American professor and writer

Wayland Maxfield Parrish (March 7, 1887 – December 31, 1970) was an American professor and writer.

==Life and career==
Born in Mohawk, Ohio, in 1887, he is noted for writing a few books dealing with rhetoric titled Reading Aloud, Speaking in Public, American Speeches, The Teacher's Speech, and Richard Whately's Elements of Rhetoric: Parts I and II. His most well-known are Reading Aloud and American Speeches. He also wrote and contributed to various journal articles concerning speech and rhetoric. He graduated from Cornell's linguistics program, he went on to teach at the University of Pittsburgh and then the University of Illinois.
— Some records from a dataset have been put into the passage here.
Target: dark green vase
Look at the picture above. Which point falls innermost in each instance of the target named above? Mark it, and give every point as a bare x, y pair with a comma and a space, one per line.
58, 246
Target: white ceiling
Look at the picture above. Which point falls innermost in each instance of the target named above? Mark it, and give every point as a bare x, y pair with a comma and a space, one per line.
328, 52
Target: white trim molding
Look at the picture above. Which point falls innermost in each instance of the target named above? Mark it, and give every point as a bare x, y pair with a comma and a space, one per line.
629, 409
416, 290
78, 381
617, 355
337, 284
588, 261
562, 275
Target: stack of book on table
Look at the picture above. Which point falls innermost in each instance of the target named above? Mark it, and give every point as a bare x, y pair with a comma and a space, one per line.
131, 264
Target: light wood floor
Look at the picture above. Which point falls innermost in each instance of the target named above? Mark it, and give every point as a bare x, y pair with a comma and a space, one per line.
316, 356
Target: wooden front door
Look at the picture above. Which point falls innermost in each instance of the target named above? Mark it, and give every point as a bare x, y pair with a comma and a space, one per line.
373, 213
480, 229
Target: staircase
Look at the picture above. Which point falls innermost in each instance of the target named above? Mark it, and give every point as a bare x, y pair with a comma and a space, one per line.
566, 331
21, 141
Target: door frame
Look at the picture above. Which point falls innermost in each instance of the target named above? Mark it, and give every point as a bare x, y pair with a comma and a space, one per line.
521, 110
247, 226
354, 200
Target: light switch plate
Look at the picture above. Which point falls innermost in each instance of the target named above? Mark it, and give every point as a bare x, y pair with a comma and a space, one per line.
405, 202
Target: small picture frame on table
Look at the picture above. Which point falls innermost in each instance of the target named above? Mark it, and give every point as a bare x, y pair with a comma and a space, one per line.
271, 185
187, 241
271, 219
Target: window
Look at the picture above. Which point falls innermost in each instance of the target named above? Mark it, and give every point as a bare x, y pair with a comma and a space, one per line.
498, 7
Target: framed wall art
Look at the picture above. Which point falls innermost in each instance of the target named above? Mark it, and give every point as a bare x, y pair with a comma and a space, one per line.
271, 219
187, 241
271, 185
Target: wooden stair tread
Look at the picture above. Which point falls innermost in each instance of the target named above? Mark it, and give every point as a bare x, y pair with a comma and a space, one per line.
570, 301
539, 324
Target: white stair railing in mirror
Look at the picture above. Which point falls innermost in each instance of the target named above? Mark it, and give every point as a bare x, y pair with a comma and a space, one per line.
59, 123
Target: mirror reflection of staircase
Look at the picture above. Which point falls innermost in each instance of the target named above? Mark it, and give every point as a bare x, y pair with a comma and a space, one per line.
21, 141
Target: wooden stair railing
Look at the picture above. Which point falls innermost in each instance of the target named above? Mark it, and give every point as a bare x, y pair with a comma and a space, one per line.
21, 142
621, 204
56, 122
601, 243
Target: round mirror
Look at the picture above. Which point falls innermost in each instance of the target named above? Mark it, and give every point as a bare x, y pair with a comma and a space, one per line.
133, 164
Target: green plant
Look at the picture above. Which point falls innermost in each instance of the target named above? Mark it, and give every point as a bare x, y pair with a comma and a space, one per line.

Parrish was the first of many English professors to come from Cornell and Cornell's famous 1920s rhetoric program. In 1926 he gave a series of radio talks broadcast from the University of Pittsburgh's KDKA station concerning public speaking and the many misconceptions surrounding it titled A Series of Six Radio Talks on Public Speaking. In 1930, Parrish was promoted to the rank of a full professor at the University of Pittsburgh and appointed head of the English department's Division of Public Speaking. Parrish was an important and influential figure on campus, and the William Pitt Debating Union continues to sponsor a Wayland Maxfield Parrish award. In 1936, Parrish left the University of Pittsburgh to take a position at the University of Illinois where he taught until his retirement in 1955. Like his time at the University of Pittsburgh, while at the University of Illinois he wrote several journal articles and his most famous works The Teacher’s Speech in 1939, Reading Aloud: A Technique in the Interpretation of Literature in 1941, and Speaking in Public in 1947. In 1954, Parrish wrote American Speeches with one of his former students from the University of Pittsburgh. He has an award under his name at the University of Illinois.

Parrish died in Alachua, Florida, on December 31, 1970, at the age of 83.

==List of works==
- A Series of Six Radio Talks on Public Speaking
- The Teacher's Speech
- Reading Aloud: A Technique in the Interpretation of Literature
- Speaking in Public
- American Speeches
- Richard Whately's Elements of Rhetoric: Parts I and II.